For the guy that bought a vintage amp without looking under the hood...that's just silly. I believe most used gear is on consignment, so I don't think they service before they sell. If you play it and it sounds good you buy it. If it sounds bad you don't. Just like anywhere.
i prefer to support the little guy. 
IMHO


----------



## Scotty (Jan 30, 2013)

pauledc said:


> Yep never had a problem.
> For the guy that bought a vintage amp without looking under the hood...that's just silly. I believe most used gear is on consignment, so I don't think they service before they sell. If you play it and it sounds good you buy it. If it sounds bad you don't. Just like anywhere.
> i prefer to support the little guy.
> IMHO


I do too, though only from ones with rock solid reputations. No reputation? small deals only to build trust and only after homework. Bad rep? NO deals ever.

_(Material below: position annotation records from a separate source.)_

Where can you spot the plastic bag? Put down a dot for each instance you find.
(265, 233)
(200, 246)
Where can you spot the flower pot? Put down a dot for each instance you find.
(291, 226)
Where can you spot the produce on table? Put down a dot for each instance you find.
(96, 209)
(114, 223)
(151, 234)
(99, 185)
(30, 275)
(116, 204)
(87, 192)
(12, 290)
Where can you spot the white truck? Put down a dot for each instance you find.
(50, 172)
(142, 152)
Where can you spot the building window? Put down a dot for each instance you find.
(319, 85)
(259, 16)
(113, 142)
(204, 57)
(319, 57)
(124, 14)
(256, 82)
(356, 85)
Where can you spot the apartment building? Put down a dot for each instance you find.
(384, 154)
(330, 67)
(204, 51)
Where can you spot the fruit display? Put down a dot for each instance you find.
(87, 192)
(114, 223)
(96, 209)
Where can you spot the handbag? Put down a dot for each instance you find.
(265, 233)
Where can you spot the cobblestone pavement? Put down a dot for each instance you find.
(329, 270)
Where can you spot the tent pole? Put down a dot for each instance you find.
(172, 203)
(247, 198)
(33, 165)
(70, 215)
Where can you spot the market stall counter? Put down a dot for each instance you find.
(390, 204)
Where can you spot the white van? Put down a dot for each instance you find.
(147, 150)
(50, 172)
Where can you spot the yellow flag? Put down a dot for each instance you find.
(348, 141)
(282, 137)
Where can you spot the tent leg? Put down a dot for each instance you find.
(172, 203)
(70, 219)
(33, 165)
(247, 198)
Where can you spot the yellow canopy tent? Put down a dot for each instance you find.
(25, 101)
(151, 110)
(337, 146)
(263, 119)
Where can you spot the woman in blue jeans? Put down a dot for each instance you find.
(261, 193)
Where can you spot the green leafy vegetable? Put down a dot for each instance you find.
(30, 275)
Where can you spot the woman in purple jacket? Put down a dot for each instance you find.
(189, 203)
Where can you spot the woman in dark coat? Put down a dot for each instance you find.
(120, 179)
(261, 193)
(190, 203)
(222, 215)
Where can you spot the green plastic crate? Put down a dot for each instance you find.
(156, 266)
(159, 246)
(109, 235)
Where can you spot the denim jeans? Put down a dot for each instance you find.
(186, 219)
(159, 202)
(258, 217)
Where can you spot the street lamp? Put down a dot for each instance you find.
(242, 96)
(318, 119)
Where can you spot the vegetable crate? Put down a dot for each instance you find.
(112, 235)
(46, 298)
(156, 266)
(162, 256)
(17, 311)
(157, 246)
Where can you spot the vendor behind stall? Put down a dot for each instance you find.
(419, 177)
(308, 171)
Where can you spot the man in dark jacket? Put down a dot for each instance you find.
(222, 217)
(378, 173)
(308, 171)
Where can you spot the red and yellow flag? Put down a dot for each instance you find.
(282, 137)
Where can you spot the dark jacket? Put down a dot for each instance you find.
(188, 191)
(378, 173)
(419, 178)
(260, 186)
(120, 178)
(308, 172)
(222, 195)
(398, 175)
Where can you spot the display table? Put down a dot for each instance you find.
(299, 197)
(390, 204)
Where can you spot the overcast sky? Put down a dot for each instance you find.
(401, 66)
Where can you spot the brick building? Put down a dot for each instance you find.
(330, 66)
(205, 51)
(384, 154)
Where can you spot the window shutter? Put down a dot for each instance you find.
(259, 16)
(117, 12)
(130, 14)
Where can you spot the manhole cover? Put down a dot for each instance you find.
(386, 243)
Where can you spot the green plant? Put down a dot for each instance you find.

This is in anything I do, not just guitar gear

Shop owners need to realize that word of mouth and reviews can make you or break you depending on your actions. ESPECIALLY if your competition is the big dogs in town.


----------



## pauledc (Mar 4, 2013)

I think the biggest competition would be kijiji?


----------



## Scotty (Jan 30, 2013)

pauledc said:


> I think the biggest competition would be kijiji?


Perhaps for _some_ who buy used, but many people don't like buying used from individuals for varying reasons 

And kijiji does not offer a line of new guitars, set ups, repairs etc...


----------